Create top level project in Vivado using provided RTL source files
Use following command to create a directory and start Vivado GUI:
mkdir vivado cd ./vivado vivado &
Create a new project with default project name project_1 and select the type as RTL Project with Do not specify sources at this time box checked. Select xcvu9p-flgc2104-2-e as the part of this project. You may select other parts as well.
Now the project has been created. Let’s add the source files into the project. Select
Add or create design sources menu from
PROJECT MANAGER >
Add Sources and then click
Add Files to add the fft_wrap.v which is located under src folder. Then select
Add or create simulation sources menu and click
Add Files to add the fft_tb.v into the project. Use the same procedure to add the datain.txt and dataref.txt files into the project as simulation sources as well.
The fft_wrap.v simply instantiates the FFT IP which we just exported earlier. We need to set up the IP repo path in order to let Vivado find it. To do so, click
settings from Flow Navigator panel and add the IP export folder to the repo path.
IP Catalog from Flow Navigator and you should see the FFT IP shown in the User Repository.
Double click on the IP and click
OK to add it into the project. Now you should see the IP core was correctly instantiated in the project hierarchy view.
Open the fft_wrap.v file to take a look at its port signals. Along with the clock, reset and control signals (start, done, idle, ready), there are four input steam ports (inData_x and inData_x_ce) and four output stream ports (outData_x and outData_xwe*). The input and output data bus are simply validated by _ce or _we signals. In the testbench file fft_tb.v, we read the input data from datain.txt file, divide them into four data streams and then send them to the fft module. Four output data streams are received and compared with the reference data file dataref.txt. The test datasets are identical with the simulation example in /home/project/Vitis_Libraries/dsp/L1/examples/1Dfix_impluse directory.
module fft_wrap ( output inData_0_ce, output inData_1_ce, output inData_2_ce, output inData_3_ce, input [31:0] inData_0, input [31:0] inData_1, input [31:0] inData_2, input [31:0] inData_3, output outData_0_we, output outData_1_we, output outData_2_we, output outData_3_we, output [41:0] outData_0, output [41:0] outData_1, output [41:0] outData_2, output [41:0] outData_3, input clk, input rst, input start, output done, output idle, output ready );
Simulate the top level project
Run Simulation from Flow Navigator and select
Run Behavioral Simulation.
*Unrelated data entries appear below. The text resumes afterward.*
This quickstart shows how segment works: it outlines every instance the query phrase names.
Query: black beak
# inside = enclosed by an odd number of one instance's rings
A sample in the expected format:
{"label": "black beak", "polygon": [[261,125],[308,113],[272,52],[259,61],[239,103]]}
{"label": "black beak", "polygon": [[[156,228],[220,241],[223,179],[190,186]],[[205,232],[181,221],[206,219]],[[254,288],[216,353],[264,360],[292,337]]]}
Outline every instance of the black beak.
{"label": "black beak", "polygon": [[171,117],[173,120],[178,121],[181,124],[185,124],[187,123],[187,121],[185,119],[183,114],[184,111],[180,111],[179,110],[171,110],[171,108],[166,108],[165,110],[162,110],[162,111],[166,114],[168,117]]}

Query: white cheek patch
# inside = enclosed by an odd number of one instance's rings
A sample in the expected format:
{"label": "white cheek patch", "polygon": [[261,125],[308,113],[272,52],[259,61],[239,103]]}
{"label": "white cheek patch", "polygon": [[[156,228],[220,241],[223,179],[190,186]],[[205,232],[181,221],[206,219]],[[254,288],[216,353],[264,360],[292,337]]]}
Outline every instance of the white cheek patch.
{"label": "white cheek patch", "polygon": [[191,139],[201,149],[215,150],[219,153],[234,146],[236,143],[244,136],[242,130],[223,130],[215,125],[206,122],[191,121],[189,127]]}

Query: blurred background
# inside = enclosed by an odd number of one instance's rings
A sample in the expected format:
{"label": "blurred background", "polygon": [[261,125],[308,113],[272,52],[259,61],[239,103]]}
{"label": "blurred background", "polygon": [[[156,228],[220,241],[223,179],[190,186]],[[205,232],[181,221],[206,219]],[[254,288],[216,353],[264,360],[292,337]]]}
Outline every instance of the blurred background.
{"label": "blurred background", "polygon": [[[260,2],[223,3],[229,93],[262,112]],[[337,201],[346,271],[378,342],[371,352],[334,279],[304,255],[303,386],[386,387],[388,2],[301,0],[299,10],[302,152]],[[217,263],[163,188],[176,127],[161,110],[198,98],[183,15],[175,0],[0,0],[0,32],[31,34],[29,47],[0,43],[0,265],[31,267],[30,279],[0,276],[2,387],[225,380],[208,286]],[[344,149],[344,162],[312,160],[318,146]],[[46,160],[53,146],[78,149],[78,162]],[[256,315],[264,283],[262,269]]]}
Vivado simulator launches with waveform loaded. Please note that the input data bus width is 32-bit and output data bus width is 42-bit.
If no issues encountered, simulation will end smoothly.
Result verification SUCCEED! Simulation finished.
Below is the screen shot of the simulation waveform.
Close the simulation window.
Implement the top level project
Run Implementation from Flow Navigator panel and click OK in the pop-up window. This will run through the Vivado synthesis and implementation flow which will generate both timing and resource reports for this IP.